白宫网络安全协调员迈克尔?丹尼尔(Michael Daniel)不久前称:“我们的私营和公共部门都必须提高网络安全水平。”

Under siege 


Since 2006 the number of “incidents” at federal agencies, including phishing attempts, malware attachments and unauthorised access by employees, rose 1,100 per cent to 67,168 in 2014, according to OMB. Some of that increase, officials say, reflects the better job agencies have done in detecting attacks. 


“The entire nation is now making up for 20 years of under-investment in our nation’s cyber security, in both the public and private sectors,” Andy Ozment, assistant secretary of the Department of Homeland Security, told Congress.

国土安全部(Department of Homeland Security)助理部长安迪?奥兹门特(Andy Ozment)对国会表示:“整个国家如今在弥补过去20年期间对公共和私营部门网络安全的投资不足。”

The Obama administration has incrementally increased IT spending for the federal government from $78.6bn in 2013 to a suggested budget of $86.3bn for 2016. For 2015, the administration initially suggested cutting the budget by about 3 per cent before it was increased.
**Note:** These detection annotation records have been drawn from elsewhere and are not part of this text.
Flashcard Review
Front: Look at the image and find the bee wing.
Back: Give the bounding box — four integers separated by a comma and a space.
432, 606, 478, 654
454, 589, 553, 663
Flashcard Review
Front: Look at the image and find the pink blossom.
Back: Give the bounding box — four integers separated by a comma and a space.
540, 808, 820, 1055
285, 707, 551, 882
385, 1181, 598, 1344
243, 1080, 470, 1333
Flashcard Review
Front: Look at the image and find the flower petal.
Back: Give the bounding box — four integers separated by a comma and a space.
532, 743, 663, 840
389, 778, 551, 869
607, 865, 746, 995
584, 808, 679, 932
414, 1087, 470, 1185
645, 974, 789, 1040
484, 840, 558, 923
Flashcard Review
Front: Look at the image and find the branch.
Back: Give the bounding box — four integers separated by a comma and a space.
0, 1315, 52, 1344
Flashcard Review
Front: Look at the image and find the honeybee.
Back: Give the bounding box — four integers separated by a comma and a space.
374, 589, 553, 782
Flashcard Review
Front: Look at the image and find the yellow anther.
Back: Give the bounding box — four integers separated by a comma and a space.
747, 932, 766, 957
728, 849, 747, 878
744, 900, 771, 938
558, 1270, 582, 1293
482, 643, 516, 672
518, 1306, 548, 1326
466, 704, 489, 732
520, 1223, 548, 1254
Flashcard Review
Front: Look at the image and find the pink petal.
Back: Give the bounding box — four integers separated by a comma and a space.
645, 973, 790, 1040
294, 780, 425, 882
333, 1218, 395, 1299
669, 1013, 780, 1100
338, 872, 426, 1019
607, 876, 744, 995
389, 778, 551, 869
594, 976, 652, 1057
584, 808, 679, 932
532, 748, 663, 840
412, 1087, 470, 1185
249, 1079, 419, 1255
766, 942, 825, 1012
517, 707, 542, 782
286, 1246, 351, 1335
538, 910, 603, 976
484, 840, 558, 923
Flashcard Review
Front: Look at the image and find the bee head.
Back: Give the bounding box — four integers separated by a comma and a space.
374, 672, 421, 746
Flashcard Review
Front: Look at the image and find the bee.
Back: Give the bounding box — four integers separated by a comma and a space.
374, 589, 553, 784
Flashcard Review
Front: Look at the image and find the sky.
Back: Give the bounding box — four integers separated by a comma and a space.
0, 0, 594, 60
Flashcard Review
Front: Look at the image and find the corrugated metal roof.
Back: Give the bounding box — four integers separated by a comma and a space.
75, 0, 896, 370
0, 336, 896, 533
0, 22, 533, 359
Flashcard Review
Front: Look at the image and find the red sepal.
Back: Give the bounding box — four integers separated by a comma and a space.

Budget wrangling with Congress and a focus on cost-cutting add to the woes.


Although more money would help, officials also note problems such as bureaucratic hurdles in hiring, a challenging procurement process and bad budgeting — tens of millions of dollars have been wasted on software upgrades that went awry. 


Tom Carper, a Democratic senator from Delaware, told the FT that two laws passed last year to give agency chief information officers more authority over their IT budgets will help make “significant strides” toward modernising cyber security. 

特拉华州民主党参议员汤姆?卡珀(Tom Carper)对英国《金融时报》说,去年通过的两部给联邦机构首席信息官在信息技术预算方面更大权限的法律,将有助于朝向网络安全现代化“大步跨越”。

“But Congress cannot rest on our laurels when it comes to cyber security — we have more work to do. Congress should promptly authorise and fund the latest generation in cyber defence technology to make future intrusions across our government less likely,” he said. 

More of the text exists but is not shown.